Particle and Gas Flow Modeling of Wall-impinging Diesel Spray under Ultra-high Fuel Injection Pressures

Advanced models of spray breakup and droplet collision are implemented in OpenFOAM code for comparing the flat-wall impinging and free fuel sprays under ultra-high pressure direct injection diesel engines. The non-evaporating spray and ambient gas flow characteristics are analyzed by a combination of Eulerian and Lagrangian methods for continuous and dispersed phase, respectively. Various injection pressures and two different impinging distances are used. Reynolds Averaged Navier Stokes (RANS) equations are solved using standard k-ε turbulence model. Computational domain and grid size are determined based on a mesh study. Numerical results are validated by published experimental data for free and wall-impinging sprays. The robustness and accuracy of the proposed scheme are confirmed by comparing the main characteristics of spray and surrounding gas against published experimental data.
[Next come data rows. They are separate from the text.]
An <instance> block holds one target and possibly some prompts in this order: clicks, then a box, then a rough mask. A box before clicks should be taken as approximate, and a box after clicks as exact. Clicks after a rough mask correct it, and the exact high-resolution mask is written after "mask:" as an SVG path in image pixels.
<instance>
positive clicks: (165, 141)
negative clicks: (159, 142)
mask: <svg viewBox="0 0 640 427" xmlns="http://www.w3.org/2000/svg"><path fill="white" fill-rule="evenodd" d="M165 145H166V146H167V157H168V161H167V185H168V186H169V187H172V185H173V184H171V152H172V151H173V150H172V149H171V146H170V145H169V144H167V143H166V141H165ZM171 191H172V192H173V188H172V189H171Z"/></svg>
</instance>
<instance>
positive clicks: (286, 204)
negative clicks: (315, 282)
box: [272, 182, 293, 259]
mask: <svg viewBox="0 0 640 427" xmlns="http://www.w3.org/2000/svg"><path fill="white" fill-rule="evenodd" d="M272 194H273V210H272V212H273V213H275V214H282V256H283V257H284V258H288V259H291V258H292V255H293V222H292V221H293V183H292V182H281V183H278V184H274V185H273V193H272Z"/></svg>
To accomplish this, spray shape, penetration and gas velocity vectors are compared with experimental data and insightful understanding of the spray characteristics are provided. In comparison with free spray, tip penetration has been limited in impinging sprays. Turbulent flow in impinging sprays leads to more induced air motion. Also, impinging spray leads to more pushed-out gas velocity. The obtained results indicate that the numerical findings are generally in good agreement with experimental data in case of ultra-high injection pressures and micro-hole injectors.